The actual compression is done by LZ4Sharp which is a .NET implementation of the LZ4 compression algorithm. LZ4 is notable, not for compressing data a lot, but for compressing and uncompressing data extremely quickly. A single modern CPU core can LZ4-compress at up to 300 MB/s and uncompress much faster. This should minimize the overhead of compressing and uncompressing data as it enters and leaves the database.

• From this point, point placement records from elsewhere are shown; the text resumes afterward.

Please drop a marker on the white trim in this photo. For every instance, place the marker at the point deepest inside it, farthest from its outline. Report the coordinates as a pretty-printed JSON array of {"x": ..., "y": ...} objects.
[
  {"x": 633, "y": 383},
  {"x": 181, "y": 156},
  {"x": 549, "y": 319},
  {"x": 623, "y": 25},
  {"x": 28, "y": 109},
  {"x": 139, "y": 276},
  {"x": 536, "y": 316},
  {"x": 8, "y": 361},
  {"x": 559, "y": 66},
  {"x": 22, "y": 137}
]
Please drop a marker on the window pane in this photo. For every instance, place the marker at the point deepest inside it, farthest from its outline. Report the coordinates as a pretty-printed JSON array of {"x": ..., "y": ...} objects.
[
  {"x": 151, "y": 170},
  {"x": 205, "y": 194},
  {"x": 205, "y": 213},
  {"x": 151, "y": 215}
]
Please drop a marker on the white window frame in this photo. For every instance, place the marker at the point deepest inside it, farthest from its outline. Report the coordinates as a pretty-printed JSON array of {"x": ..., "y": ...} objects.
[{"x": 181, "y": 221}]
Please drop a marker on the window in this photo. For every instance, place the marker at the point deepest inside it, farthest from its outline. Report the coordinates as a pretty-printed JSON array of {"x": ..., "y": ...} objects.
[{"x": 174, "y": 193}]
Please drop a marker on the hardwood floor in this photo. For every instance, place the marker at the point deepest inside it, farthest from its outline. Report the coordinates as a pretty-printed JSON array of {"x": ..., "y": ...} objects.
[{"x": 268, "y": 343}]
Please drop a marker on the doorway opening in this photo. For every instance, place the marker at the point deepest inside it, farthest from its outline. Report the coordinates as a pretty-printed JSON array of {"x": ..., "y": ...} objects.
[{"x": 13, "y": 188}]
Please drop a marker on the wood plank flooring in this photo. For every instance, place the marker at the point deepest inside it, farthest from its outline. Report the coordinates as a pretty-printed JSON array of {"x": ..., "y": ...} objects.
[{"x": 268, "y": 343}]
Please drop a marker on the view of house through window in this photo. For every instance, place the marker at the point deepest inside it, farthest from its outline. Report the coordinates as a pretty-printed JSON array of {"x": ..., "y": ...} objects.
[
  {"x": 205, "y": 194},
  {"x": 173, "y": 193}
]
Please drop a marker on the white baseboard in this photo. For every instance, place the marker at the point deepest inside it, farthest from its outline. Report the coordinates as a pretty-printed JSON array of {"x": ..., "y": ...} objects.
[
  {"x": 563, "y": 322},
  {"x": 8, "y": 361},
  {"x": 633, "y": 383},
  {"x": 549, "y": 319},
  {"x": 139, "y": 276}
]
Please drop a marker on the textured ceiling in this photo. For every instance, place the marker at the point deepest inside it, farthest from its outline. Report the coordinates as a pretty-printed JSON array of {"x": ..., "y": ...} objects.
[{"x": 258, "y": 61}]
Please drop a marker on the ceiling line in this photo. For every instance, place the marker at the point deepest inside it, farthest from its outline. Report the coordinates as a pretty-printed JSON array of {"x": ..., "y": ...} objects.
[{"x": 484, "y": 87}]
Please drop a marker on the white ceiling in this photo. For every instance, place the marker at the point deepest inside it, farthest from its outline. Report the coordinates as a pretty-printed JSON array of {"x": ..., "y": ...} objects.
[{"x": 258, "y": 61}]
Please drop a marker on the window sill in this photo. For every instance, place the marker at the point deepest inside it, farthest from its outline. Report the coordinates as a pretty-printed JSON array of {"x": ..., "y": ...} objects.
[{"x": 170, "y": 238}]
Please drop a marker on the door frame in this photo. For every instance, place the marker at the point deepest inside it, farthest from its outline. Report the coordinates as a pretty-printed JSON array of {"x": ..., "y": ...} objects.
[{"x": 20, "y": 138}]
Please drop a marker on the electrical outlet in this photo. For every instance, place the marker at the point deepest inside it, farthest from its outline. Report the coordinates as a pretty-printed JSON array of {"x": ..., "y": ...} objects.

For SqlTypes we use BinarySqlType(int.MaxValue):

	public SqlType[] SqlTypes
	{
		get { return new[] { new BinarySqlType(int.MaxValue) }; }
	}

This causes the type to be mapped to a varbinary(max) column in the database.

Mapping

To facilitate mapping, we’ll use an Attribute:

	[AttributeUsage(AttributeTargets.Property)]
	public class CompressedAttribute : Attribute
	{
	}

And an AttributeConvention for FluentNHibernate to use:

	public class CompressedAttributeConvention : AttributePropertyConvention
	{
		protected override void Apply(CompressedAttribute attribute, IPropertyInstance instance)
		{
			if (instance.Property.PropertyType != typeof(string))
			{
				throw new ArgumentException();
			}

			instance.CustomType(typeof(CompressedString));
		}
	}

Here’s how to use the convention with AutoMap:

	var autoMap = AutoMap.AssemblyOf()
		.Where(x => typeof(Entity).IsAssignableFrom(x))
		.Conventions.Add(new CompressedAttributeConvention());

The full SessionFactory is on GitHub.

With this, we get nice, clean entity classes with strings that are automatically compressed when stored:

	public class Document : Entity
	{
		[Compressed]
		public virtual string Text { get; set; }
	}

Limitations

As mentioned in the introduction you can’t do ad-hoc SQL queries because compressed strings are stored in the database as binary blobs. Querying with NHibernate as also somewhat limited. Doing document.Text == "foo" actually works because NHibernate runs “Foo” through the compression. Queries that involve Contains() will (silently) not work, unfortunately. This is because NHibernate translates this to a like query, which won’t work with the compressed binary blob. I haven’t looked into hooking into the query engine to fix this.